We were fortunate enough to having some top-notch talent in the show, and I must admit to being worried about losing their natural voice quality once everyone was miked up. I rigged up a downstage wedge monitor, but after the dress rehearsal all the principals agreed that they didn't need it, other than for a piano cue feed, as they were perfectly happy with what they could hear on stage acoustically and what they could hear coming back from the front of house. From my conductor's desk in the pit, I could hear the HD12As quite clearly, even though I must have been on the extreme edge of their rated horizontal coverage. What was particularly pleasing was the natural sound of the vocals, which came across very clearly to all parts of the coverage area, and would, in my view, properly justify the use of the word 'transparent' to describe the results.
I'd expected the HD12As to do a good job on the vocals, but I didn't know how they would cope with the sound effects. In this stage version of The Sound Of Music, a huge thunderstorm builds around the lead-up to that old family favourite, 'The Lonely Goatherd', and involves the children running on after various bouts of thunder and lightning because they're scared of the noise, which therefore must sound properly convincing. I'm pleased to say that our thunderstorm effects sounded, and felt, extremely realistic played through the HD12As alone, and their low-end capability meant that we crossed subwoofers off the technical list as soon as we'd heard the thunder effects.
Throughout the run, the balance was just right and we received more than a few unsolicited compliments about how easy it was for the audience to hear all the words over a 15-strong orchestra. Even sound engineer Kev, who had been understandably reluctant to substitute something else for his usual speakers, was impressed enough to check out the price of the HD12As... I'm pretty sure I could have sold him the review pair by the end of the Sunday matinée!

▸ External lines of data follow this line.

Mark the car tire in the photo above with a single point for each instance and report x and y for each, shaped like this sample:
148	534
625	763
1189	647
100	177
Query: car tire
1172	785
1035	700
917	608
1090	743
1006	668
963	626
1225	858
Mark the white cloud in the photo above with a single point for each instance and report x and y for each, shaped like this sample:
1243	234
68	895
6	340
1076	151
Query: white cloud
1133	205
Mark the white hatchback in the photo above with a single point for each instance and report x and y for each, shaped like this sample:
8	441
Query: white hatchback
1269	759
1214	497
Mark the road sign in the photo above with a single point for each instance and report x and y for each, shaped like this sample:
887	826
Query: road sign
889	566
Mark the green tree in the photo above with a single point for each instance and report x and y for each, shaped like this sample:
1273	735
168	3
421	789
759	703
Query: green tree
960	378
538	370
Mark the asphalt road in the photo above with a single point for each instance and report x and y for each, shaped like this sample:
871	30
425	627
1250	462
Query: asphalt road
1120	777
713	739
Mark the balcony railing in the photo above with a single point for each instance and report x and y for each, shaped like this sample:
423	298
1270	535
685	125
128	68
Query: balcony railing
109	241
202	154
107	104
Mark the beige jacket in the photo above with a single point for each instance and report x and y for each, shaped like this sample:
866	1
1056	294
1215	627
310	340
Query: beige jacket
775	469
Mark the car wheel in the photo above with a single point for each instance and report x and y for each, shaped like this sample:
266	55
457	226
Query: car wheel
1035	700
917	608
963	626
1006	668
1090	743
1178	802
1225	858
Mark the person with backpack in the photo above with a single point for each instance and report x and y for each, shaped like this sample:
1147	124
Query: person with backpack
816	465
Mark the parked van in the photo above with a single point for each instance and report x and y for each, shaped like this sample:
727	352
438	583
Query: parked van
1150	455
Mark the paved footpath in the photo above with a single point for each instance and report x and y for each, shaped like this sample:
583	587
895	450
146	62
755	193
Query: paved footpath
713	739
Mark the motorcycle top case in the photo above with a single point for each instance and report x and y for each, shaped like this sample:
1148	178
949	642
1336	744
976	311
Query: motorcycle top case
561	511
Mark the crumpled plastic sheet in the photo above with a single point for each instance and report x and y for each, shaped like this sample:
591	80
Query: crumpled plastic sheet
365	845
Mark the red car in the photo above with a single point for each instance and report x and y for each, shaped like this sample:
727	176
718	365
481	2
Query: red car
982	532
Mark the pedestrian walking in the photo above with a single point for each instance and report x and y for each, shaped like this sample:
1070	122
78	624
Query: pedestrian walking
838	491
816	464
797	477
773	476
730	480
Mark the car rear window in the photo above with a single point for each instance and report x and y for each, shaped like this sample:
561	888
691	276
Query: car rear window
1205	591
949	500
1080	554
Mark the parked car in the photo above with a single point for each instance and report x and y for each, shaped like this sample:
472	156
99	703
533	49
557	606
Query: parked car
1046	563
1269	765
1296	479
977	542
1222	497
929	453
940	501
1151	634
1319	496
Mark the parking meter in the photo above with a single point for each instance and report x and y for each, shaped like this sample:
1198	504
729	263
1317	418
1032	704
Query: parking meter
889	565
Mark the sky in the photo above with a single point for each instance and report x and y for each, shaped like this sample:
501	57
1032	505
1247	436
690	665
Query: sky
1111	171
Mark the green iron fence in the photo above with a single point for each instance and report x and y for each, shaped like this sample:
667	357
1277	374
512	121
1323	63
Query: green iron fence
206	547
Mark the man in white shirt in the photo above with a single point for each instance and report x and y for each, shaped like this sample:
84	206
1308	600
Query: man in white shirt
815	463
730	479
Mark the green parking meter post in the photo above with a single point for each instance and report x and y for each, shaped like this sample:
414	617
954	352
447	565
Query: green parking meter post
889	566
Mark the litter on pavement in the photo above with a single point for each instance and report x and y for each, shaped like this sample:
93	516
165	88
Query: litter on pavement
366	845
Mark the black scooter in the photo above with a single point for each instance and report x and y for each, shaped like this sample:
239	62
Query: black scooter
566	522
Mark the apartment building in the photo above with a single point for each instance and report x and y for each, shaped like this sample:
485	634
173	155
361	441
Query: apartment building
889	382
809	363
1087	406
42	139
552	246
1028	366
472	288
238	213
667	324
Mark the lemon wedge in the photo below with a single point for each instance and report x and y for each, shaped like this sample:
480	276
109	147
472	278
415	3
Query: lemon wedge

The HD12As proved to be very practical, convenient and capable of very good performance. They are small enough to be unobtrusive where necessary, but have serious amounts of power available to cater for a wide range of small to medium applications — and they do it all very cleanly. They are well built and offer a lightweight, flexible solution to portable live-sound requirements. This is a crowded part of the live-sound marketplace, but these neat little RCFs would be well worth checking out.
There are many similarly specified models available, including the JBL PRX612M, Mackie's SRM450 and HD1221 models, the Yamaha DXR12, dB Technologies' Flexsys F12, the QSC K12, and Peavey's Impulse 12D.